2) The idea that same-sex marriage restrictions should be struck down as a form of sex discrimination is often called "the Loving analogy," because it rests on a logic drawn from Loving v. Virginia, the U.S. Supreme Court case invalidating Virginia's anti-miscegenation law. It goes like this: If telling a black man that he can't marry a white woman because their races differ is race discrimination, then telling a man that he can't marry a man because their sexes are the same is sex discrimination. The California Supreme Court relied on its own decision invalidating an anti-miscegenation law, Perez v. Sharp (1948), for the proposition that the fundamental right to marry is not limited by its precise history, but the Court rejected the Loving analogy in its standard form: Anti-miscegenation laws express the social meaning of white supremacy, the Court said, but same-sex marriage prohibitions are not an expression of patriarchy (or some other form of sex/gender subordination).

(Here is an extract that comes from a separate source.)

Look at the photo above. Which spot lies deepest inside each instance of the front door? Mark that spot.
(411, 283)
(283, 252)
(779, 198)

3) There is pretty clearly a sense in which the California Court is right, but that sense does not (or should not) exhaust the scope of equal protection. Although the particular law at issue in Loving was clearly an expression of white supremacy, imagine a case in which it were not. Suppose a state forbade interracial marriage on aesthetic grounds alone. Wouldn't we still want to say that such a law constitutes race discrimination? And wouldn't that conclusion be independent of the fact that marriage is a fundamental right? Surely a law forbidding interracial bowling is an instance of race discrimination, even though there is no fundamental right to bowl and even if the law were in fact adopted for reasons having nothing to do with claims about the superiority or inferiority of various races.

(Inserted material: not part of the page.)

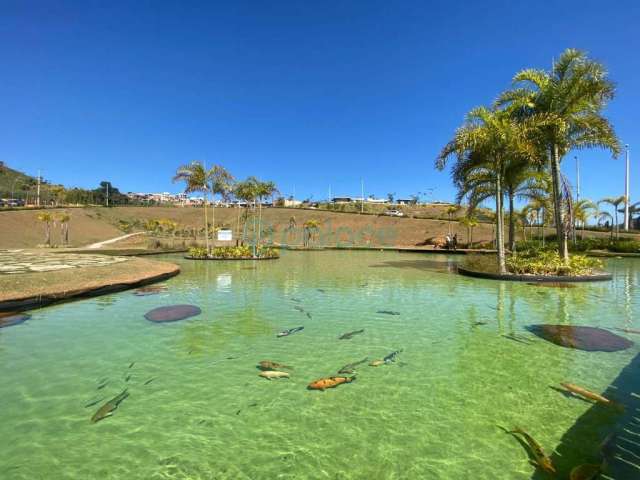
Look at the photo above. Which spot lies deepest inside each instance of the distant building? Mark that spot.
(291, 202)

4) What's really going on---and the California Supreme Court opinion gestures incompletely in this direction---is that the California Court is much less formalist than the U.S. Supreme Court. Here's what the California Supreme Court said last week:
a statute that treats a couple differently based upon whether the couple consists of persons of the same race or of different races generally reflects a policy disapproving of the integration or close relationship of individuals of different races in the setting in question, and as such properly is viewed as embodying an instance of racial discrimination . . . . [I]n realistic terms, a statute or policy that treats same-sex couples differently from opposite-sex couples, or that treats individuals who are sexually attracted to persons of the same gender differently from individuals who are sexually attracted to persons of the opposite gender, does not treat an individual man or an individual woman differently because of his or her gender but rather accords differential treatment because of the individual’s sexual orientation.

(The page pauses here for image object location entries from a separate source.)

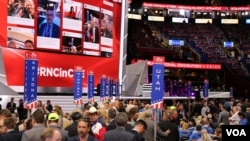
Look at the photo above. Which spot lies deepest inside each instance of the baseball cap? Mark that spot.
(92, 110)
(53, 116)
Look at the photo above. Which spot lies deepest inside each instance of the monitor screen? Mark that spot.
(228, 44)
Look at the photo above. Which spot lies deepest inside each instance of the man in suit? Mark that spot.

The California Court is, in this passage and throughout the relevant section of the majority opinion, rejecting the sort of formalism one sees in the U.S. Supreme Court, in which the relevant threshold question for applying heightened scrutiny is whether the government has used a suspect or quasi-suspect CLASSIFICATION. Understood in those terms---what the California Supreme Court called a "semantic" argument with some appeal---laws forbidding same-sex marriage unquestionably do constitute sex discrimination.

5) Accordingly, we have an answer to the problem I identified above in 1). A jurisdiction can justifiably reject the Loving analogy only if it more generally rejects formalism in its equal protection jurisprudence. Thus, a state high court that applies the same exacting scrutiny to affirmative action programs as to programs that disadvantage traditionally disadvantaged groups---i.e., a state high court that practices equal protection formalism with respect to affirmative action---should not be able to reject the formalism of the Loving analogy. In other words, the liberal California Supreme Court could reject the Loving analogy because of its commitment to a vision of substantive equality. A more conservative state high court, with a more formal vision of equality, should accept the Loving analogy.

Not that I'm naive enough to think that this will happen.